なんだかいつもと違う巻島に雪乃は首を傾げた。

「なんか変。
巻島せんぱいらしくない感じ」

キラキラしてない?

雪乃がうむむと考えながら部室前にたどり着くと、金城に話しかけられた。

「どうした。何か考え事か?」

「あ、金城さん」

実はですねと雪乃は話し始めた。

「なるほど。
篠宮には巻島の調子が悪いように見えるのか」

「調子が悪いというか...巻島せんぱいらしくないなって」

「特に変わったこともないが。

....あぁ、そうだな。
巻島だけ見てやるといい」

「ん?いつもそうしてますけど..」

だって巻島せんぱいの写真を撮っているんだから。

と雪乃は首を傾げた。

「それでいいんだ」

そう金城は少し微笑んで行ってしまった。

「よくわかんないけど、今日は撮り逃さないようにしないとね」

とは言っても、今日の巻島せんぱいは、なんだか撮りたいと思えないんだよね。

どうしようかな。

そう思っていた雪乃は、巻島を見つけて駆け寄った。

「巻島せんぱい、お疲れ様です」

「よ、よぉ....」

「あの、調子悪いんですか?」

「いや、別に...」

「.....あの、今日の巻島せんぱい、いつもみたいにキラキラしてなくて。
私、今日は帰ることにしますね」

そう言ってぺこりとお辞儀をして帰ろうとしたら、巻島せんぱいに引きとめられてしまった。

「ハ...?ちょ、ちょっと待つっショ」

「巻島せんぱい?」

引き止められたのに、言葉の続かない巻島せんぱい。

「あの、きっと私のせいで余計な気疲れしてるんですよ。
だからキラキラしてないんじゃないかって。

邪魔にならないようにって写真撮ってますけど、きっと気になってしまってるんだと思うんです。
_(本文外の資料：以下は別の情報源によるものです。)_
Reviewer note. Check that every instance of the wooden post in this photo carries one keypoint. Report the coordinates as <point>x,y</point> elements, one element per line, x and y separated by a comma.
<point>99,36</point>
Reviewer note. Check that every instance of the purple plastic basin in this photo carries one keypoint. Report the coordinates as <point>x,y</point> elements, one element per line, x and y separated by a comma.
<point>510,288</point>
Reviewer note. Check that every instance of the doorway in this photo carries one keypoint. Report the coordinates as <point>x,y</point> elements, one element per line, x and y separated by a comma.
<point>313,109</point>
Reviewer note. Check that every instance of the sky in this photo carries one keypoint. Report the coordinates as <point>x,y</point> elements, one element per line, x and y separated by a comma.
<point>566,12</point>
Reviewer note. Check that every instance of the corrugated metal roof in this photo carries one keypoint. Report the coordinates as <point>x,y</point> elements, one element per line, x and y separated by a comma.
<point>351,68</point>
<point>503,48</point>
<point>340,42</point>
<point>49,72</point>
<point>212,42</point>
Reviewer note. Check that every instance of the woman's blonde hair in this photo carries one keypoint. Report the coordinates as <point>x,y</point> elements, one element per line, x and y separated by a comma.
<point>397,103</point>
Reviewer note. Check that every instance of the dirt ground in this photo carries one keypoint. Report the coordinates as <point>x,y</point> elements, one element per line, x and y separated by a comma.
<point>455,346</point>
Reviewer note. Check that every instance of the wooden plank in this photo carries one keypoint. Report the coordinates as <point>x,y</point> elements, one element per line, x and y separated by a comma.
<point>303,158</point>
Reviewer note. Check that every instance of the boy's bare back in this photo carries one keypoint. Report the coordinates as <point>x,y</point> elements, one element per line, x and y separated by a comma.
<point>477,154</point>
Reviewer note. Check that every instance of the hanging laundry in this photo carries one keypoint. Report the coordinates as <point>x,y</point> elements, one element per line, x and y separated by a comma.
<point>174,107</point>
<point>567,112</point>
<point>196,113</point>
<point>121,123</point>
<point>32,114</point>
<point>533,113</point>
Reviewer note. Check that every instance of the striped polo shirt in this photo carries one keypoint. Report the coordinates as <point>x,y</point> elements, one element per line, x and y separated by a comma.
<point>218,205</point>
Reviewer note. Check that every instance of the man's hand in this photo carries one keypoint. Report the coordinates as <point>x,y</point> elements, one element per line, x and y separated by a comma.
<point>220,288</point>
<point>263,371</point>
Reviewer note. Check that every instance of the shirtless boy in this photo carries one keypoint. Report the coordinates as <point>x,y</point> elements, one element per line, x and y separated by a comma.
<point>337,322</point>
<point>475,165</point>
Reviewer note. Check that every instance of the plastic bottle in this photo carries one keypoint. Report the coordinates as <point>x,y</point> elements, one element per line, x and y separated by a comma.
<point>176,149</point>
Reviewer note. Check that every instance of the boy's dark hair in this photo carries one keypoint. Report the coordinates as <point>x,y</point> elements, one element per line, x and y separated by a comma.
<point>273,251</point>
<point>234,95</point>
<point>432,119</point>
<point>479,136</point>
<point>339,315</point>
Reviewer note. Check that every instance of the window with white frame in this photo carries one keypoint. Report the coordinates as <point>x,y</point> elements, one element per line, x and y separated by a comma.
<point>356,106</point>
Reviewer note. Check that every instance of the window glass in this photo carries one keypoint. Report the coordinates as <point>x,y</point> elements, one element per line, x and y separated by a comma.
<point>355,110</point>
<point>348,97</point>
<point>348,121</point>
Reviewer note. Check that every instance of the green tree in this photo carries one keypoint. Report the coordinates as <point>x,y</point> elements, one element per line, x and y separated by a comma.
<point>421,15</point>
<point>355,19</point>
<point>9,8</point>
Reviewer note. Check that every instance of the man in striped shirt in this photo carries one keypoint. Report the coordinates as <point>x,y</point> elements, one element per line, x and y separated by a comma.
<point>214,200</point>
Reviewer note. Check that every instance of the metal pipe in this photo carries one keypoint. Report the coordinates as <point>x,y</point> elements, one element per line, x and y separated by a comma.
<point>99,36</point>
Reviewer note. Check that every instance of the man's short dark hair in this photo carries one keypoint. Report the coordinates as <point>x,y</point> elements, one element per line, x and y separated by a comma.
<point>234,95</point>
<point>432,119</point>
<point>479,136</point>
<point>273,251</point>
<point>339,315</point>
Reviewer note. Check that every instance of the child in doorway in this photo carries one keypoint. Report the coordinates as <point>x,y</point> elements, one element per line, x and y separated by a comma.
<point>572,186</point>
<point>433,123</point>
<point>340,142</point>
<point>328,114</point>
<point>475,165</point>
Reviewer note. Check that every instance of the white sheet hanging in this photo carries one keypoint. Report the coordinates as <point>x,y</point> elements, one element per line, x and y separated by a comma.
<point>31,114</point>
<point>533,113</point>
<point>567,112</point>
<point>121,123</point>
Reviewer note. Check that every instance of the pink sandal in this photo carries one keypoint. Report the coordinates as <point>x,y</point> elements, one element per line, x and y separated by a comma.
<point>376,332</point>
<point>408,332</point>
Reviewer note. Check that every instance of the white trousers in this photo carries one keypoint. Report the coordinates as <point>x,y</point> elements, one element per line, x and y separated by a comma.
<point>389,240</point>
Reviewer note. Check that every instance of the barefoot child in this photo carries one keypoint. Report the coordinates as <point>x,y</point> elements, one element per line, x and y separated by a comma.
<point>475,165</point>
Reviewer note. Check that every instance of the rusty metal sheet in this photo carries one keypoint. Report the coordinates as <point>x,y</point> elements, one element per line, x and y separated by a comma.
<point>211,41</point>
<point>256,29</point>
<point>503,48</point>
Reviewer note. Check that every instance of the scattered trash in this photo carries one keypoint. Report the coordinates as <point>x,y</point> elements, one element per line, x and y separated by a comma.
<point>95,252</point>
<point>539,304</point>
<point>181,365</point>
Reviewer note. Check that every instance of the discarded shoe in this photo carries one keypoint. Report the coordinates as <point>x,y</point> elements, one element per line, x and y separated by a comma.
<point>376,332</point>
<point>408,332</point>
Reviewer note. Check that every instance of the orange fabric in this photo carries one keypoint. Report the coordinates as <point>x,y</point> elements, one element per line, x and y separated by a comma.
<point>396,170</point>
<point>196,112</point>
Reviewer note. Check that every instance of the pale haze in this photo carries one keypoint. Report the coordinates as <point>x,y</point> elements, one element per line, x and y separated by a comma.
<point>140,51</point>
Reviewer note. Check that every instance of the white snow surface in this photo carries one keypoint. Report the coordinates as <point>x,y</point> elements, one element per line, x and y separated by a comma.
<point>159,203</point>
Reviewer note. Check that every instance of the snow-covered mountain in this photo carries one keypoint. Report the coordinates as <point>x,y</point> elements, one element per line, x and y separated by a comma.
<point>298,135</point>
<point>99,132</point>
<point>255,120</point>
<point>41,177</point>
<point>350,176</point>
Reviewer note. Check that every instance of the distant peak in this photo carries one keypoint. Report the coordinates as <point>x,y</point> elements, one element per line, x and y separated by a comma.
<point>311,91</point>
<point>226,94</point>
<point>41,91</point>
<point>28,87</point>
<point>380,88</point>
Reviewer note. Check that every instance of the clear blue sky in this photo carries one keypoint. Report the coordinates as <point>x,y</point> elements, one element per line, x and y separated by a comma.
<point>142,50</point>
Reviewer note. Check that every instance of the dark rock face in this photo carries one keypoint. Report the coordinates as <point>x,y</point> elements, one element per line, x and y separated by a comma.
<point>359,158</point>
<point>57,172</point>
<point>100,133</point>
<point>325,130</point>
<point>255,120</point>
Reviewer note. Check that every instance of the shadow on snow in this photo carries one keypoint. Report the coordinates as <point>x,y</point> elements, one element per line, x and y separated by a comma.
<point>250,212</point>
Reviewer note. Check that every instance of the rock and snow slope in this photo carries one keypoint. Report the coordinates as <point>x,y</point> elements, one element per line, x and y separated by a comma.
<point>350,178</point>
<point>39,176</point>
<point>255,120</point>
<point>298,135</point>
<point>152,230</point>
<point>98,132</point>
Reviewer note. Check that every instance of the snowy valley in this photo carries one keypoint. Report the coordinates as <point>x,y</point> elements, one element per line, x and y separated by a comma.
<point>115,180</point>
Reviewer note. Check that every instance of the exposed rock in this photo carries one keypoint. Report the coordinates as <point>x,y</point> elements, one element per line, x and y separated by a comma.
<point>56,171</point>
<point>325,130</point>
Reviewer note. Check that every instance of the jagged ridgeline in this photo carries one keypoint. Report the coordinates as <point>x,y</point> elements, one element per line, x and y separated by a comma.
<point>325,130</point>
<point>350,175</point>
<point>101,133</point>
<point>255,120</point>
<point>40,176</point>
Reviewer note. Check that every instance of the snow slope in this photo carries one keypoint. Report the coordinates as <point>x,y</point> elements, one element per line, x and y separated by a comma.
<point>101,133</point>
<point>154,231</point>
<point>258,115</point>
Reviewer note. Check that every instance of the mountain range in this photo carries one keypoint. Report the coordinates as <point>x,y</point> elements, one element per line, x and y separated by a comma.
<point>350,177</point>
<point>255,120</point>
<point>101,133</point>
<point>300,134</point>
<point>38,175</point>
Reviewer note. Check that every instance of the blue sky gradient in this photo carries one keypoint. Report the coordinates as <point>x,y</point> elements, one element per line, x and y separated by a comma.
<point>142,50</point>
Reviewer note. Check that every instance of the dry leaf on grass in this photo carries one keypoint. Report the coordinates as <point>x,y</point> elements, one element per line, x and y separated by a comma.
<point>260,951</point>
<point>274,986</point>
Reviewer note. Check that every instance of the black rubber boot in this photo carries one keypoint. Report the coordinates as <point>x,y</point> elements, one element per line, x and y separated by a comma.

私も写真撮れないし、巻島せんぱいも休めるし、だから今日は写真撮るのお休みしようかと....」

と、つらつら理由を述べれば巻島せんぱいは

「...オレの、為?」

とつぶやいていた。

コクリと頷けば、頬をかいて明後日の方向を向く巻島せんぱい。

「だ、大丈夫っショ。
もっかい走ってくる間に調子も戻る。
だから、今日も撮れよ、篠宮」

私の頭にポンと手を置いてそう言ったかと思うと、さっと走り出す巻島せんぱい

「え、あ....はい」

と私は呆然とせんぱいを見送った。

「あれ...でも今の後ろ姿、いつもみたいにキラキラしてたかも...」

じゃあ今日も撮っていくかぁと篠宮は頷いてカメラの準備をするのだった。